Abstract
150 years ago, the physiologist Karl Vierordt discovered one type of systematic errors in time perception – an overestimation of long durations and underestimation of short durations, now known as Vierordt’s law. Here we review the original study in its historical context and ask whether Vierordt’s law is a result of an unnatural experimental randomization protocol. Using iterative Bayesian updating, we simulated the original results with astonishing accuracy. To validate whether the experimental protocol matters, we compared duration reproduction from two sequences with the same sampled distribution and found that trial-wise variation determines the reproduction error. We conclude that Vierordt’s law is caused by an unnatural yet widely used experimental protocol.
One Sentence Summary Probabilistic modeling reveals that a classical perceptual error - Vierordt’s law - is caused by an unnatural yet widely used experimental protocol.

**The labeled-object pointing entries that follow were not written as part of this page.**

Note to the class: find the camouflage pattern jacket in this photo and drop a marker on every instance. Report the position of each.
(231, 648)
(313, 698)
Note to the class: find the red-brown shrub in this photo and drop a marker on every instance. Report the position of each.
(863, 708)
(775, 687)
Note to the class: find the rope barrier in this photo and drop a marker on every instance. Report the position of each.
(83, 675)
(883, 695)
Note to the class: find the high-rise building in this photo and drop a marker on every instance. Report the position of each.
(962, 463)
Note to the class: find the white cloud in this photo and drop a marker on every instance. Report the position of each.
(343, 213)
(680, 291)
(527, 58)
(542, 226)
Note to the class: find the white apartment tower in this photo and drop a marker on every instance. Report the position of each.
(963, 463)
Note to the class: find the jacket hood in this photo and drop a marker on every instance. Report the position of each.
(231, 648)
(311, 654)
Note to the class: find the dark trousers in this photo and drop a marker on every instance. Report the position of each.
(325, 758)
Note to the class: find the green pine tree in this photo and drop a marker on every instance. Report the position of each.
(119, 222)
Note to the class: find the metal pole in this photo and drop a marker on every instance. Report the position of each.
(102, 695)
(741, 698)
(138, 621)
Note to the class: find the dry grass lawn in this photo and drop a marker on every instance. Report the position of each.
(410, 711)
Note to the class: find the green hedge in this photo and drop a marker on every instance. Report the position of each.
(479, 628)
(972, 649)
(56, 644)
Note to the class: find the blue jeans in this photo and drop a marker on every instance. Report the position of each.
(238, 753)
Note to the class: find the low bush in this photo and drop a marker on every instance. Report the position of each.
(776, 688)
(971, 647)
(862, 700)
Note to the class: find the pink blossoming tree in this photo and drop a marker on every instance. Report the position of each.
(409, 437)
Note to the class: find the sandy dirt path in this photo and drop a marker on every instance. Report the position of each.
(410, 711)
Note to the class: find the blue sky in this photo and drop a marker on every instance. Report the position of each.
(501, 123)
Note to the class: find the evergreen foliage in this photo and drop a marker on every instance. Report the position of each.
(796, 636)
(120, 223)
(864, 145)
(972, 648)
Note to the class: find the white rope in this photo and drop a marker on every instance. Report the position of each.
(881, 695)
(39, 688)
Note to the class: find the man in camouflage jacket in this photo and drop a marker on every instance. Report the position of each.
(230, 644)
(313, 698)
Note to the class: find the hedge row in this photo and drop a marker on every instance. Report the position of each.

Exactly 150 years ago, in 1868, Karl Vierordt, professor of physiology at the University of Tübingen, published his book “Der Zeitsinn nach Versuchen” (The sense of time according to experiments, 1), just a few years after Gustav Theodor Fechner’s groundbreaking book “Elemente der Psychophysik” (2) and one year after Hermann Helmholtz’s “Handbuch der physiologischen Optik” (3). His seminal book was the first quantitative attempt to investigate time perception with the methodology proposed and invented by researchers such as Ernst Weber, Gustav Theodor Fechner, and others.
One of his main findings, and the one that best survived time, is now known as Vierordt’s law. According to this law, short temporal durations tend to be overestimated, whereas long durations tend to be underestimated. Somewhere in between there is an “indifference point” where perceived time is veridical. The mechanisms underlying Vierordt’s law have long remained obscure. Vierordt’s law was considered as an unexplained problem that “currently defies any coherent theoretical treatment” up until 10 years ago (4).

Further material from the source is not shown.